Samir Kantaria, who heads up international law firm Al Tamimi and Co’s regional employment practise, commented: “These manpower supply companies are going to be doing a roaring trade.”
These recruitment consultants can be an expensive staffing option for hotels, according to Kantaria, who said “you end up paying more because the firms will charge you an addition on top of salaries and benefits”.
Yet a search for ‘manpower Saudi Arabia’ on Google.com brings up a host of such companies, many of which have marketed themselves as “rapidly expanding” organisations.

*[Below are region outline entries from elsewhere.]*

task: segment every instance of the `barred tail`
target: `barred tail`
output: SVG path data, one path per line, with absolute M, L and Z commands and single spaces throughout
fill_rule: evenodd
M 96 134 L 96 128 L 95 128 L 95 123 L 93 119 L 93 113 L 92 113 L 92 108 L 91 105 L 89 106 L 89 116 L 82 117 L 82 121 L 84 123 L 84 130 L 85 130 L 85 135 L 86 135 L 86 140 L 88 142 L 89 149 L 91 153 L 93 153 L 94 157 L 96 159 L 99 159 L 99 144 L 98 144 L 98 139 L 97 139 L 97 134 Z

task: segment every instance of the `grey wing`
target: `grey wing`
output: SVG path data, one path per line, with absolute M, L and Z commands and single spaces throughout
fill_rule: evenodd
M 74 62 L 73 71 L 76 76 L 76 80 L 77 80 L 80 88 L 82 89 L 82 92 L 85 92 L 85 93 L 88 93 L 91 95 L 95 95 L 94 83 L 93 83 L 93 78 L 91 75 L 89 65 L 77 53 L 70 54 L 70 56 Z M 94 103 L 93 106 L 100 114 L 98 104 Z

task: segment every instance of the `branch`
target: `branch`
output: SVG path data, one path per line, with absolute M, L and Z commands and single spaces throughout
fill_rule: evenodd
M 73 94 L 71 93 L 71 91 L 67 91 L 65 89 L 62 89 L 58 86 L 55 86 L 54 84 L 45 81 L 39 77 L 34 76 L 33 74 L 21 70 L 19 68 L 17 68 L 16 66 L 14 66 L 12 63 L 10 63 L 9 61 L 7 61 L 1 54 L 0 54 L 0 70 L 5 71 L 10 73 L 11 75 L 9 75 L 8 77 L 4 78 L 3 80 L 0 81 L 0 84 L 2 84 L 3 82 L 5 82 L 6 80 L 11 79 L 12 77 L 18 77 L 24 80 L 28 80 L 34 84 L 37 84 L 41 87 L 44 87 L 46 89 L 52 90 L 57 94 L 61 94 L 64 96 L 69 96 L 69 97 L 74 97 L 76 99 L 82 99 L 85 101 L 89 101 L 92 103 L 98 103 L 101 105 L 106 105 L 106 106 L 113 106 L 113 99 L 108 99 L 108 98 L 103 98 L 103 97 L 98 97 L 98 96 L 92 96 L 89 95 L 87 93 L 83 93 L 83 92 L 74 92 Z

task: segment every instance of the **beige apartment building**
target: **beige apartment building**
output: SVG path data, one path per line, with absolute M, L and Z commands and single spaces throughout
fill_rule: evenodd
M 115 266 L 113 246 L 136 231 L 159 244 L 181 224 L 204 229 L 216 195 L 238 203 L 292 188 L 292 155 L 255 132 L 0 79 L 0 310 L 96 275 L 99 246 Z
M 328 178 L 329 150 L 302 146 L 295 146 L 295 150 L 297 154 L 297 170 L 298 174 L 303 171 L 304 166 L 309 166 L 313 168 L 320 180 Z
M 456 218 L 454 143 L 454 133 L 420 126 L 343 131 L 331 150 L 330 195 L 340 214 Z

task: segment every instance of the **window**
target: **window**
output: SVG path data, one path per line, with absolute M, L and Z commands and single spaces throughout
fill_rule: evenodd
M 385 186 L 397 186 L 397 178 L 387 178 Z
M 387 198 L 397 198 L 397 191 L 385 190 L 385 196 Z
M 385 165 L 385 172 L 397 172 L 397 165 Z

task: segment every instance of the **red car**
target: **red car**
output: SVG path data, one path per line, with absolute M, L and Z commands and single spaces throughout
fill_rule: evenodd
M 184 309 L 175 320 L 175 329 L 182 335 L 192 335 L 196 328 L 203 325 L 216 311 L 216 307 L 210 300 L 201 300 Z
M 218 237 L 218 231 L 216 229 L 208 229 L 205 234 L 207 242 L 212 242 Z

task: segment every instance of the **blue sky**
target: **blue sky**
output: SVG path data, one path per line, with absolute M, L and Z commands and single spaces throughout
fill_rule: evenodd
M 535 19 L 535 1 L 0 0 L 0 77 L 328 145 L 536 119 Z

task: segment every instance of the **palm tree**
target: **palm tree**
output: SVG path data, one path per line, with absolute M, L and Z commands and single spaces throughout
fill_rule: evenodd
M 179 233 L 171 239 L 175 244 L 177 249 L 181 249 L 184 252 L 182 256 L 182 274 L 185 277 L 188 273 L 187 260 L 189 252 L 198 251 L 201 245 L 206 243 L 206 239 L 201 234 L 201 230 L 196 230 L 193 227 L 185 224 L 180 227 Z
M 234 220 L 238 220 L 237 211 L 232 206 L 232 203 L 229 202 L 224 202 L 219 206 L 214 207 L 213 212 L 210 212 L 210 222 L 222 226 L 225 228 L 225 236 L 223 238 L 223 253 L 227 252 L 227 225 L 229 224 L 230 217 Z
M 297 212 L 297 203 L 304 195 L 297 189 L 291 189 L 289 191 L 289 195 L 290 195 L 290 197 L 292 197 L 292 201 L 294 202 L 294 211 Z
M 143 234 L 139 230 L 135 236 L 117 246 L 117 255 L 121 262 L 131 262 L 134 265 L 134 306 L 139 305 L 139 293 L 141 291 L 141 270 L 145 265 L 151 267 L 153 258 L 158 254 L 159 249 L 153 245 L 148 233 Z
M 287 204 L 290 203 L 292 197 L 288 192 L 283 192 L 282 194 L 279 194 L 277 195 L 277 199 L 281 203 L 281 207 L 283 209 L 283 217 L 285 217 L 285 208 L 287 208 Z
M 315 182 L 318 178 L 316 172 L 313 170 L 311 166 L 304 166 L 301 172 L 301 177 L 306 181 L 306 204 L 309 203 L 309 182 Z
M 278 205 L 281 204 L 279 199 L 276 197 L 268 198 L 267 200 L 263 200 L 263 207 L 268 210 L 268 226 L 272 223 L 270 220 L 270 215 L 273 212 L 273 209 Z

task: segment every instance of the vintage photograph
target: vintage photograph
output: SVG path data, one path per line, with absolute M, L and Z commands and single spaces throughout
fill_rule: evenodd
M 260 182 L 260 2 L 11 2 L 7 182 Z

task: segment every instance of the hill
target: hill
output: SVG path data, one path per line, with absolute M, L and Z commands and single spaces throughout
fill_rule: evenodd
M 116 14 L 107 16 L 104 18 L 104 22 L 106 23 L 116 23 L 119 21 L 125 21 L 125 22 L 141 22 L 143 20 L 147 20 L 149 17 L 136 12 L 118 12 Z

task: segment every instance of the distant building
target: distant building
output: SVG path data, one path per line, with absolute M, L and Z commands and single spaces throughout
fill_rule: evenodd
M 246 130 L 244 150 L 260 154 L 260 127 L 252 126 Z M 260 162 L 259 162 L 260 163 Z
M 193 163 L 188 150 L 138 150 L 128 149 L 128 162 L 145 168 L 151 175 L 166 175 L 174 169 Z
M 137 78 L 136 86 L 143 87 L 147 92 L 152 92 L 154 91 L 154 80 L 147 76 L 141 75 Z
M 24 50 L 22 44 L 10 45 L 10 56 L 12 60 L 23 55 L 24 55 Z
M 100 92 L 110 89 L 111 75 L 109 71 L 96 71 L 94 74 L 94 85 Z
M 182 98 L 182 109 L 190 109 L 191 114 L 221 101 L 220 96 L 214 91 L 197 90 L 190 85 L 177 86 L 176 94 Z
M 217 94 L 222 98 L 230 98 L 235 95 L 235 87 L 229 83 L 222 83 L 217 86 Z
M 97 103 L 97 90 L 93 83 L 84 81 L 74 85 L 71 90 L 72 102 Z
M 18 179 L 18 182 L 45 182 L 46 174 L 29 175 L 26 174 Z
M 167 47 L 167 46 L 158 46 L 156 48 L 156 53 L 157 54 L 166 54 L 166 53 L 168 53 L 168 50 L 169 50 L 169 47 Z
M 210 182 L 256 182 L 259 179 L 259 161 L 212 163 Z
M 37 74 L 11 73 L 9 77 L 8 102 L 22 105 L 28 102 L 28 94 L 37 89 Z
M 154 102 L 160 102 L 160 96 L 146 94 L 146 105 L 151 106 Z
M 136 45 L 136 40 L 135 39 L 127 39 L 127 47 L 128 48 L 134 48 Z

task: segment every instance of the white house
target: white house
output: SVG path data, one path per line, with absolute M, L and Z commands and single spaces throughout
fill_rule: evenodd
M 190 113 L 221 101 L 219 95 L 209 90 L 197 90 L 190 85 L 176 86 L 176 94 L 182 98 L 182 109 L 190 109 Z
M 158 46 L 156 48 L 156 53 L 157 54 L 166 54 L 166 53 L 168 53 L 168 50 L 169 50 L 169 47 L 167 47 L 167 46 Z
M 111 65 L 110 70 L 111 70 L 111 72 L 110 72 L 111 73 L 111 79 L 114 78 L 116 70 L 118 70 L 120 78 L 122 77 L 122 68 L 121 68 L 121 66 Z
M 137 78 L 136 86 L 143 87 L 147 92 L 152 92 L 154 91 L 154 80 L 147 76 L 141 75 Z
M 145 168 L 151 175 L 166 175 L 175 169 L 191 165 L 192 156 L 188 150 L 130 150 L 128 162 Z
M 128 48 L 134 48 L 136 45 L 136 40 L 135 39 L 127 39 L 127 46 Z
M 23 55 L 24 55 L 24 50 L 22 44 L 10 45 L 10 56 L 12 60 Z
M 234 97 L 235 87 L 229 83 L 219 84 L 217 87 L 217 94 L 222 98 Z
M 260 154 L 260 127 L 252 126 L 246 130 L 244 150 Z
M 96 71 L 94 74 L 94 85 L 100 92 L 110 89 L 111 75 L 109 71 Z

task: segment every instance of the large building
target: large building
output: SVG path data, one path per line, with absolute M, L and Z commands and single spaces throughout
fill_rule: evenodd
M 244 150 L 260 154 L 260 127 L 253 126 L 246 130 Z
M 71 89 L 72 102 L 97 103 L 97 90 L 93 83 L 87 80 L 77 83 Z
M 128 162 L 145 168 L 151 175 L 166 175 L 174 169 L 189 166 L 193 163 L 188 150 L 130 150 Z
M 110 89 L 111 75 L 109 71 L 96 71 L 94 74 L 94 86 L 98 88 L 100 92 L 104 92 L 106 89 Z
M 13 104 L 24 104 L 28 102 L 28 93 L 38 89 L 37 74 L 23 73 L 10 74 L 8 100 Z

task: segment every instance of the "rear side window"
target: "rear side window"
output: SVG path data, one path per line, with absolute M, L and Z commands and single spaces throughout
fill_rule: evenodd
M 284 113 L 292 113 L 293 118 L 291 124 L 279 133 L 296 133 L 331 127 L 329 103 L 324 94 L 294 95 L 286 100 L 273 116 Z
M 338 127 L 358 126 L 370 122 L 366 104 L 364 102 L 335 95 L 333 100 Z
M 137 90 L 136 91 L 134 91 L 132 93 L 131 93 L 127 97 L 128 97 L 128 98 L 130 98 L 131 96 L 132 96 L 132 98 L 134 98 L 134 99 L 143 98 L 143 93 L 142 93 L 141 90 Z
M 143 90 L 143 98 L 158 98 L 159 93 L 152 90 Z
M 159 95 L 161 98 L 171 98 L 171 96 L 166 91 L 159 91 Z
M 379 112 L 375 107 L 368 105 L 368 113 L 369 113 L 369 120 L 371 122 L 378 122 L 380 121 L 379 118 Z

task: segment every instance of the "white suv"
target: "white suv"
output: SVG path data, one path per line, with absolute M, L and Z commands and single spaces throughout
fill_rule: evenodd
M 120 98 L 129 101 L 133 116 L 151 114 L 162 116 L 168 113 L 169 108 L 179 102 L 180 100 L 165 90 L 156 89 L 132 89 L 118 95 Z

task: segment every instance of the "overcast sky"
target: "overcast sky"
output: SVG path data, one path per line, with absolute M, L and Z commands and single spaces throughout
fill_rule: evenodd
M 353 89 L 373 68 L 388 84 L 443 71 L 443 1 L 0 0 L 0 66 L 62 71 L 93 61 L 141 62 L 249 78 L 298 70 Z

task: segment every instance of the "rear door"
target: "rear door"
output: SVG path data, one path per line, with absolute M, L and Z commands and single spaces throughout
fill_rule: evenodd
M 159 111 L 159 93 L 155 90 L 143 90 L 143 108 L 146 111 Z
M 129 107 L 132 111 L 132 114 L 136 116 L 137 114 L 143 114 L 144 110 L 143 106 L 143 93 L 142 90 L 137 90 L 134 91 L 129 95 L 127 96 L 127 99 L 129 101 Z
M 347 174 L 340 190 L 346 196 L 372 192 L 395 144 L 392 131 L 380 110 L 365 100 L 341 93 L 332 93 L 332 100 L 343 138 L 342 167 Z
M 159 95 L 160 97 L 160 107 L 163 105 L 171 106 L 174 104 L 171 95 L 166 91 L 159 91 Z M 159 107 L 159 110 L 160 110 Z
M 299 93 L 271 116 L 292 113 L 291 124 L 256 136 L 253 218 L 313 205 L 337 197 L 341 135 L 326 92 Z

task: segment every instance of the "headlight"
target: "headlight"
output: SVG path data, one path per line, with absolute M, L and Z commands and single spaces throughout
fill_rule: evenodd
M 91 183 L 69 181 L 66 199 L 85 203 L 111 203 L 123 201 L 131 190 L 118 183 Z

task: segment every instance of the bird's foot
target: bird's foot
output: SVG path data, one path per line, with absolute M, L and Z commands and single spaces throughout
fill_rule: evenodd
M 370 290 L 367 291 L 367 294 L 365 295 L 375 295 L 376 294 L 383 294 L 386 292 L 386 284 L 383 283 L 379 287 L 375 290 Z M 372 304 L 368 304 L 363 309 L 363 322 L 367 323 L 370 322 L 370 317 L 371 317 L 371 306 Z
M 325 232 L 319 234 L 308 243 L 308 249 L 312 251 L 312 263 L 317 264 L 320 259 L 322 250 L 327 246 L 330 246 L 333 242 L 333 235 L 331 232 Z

“The question we asked is ‘can I hire someone through a recruitment consultant or a manpower supply company so they don’t come under my sponsorship?’ Technically, as long as the supply firm is meeting its obligations, they can,” said Kantaria.
“If a hotel as part of the Nitaqat system didn’t have sufficient visas they could go to one of these companies. You usually find that only Saudi nationals can set up these companies,” he added.
Kantaria said he was uncertain as to whether Nitaqat applied to local business owners: “As far as I know there haven’t been guidelines issued, it’s almost being handled on an ad hoc basis. That’s the biggest problem. Before Nitaqat there was a quota, but it was never really enforced.”
Figures releases in 2011 estimated that 500,000 nationals remained unemployed in the Kingdom despite frequent government efforts to boost local employment in the private sector. Recent unrest across the Arab world is thought to have pushed the government to act quickly in the introduction of Nitaqat.
“With the Arab Spring, they want to ensure their people are looked after and the implementation of this programme is more rigorous than we’ve seen previously in terms of Saudization,” said Kantaria.
When asked what would happen if hotels did not meet quotas, Al Atiq said: “Most probably you won’t be given visas. It’s a big challenge, who knows what will happen in the future.
“We hope that they [the government] will realise that hotels aren’t like every private-sector industry, we depend mostly on expats for the jobs of housekeeping, stewards etc., and you cannot get Saudis easily.”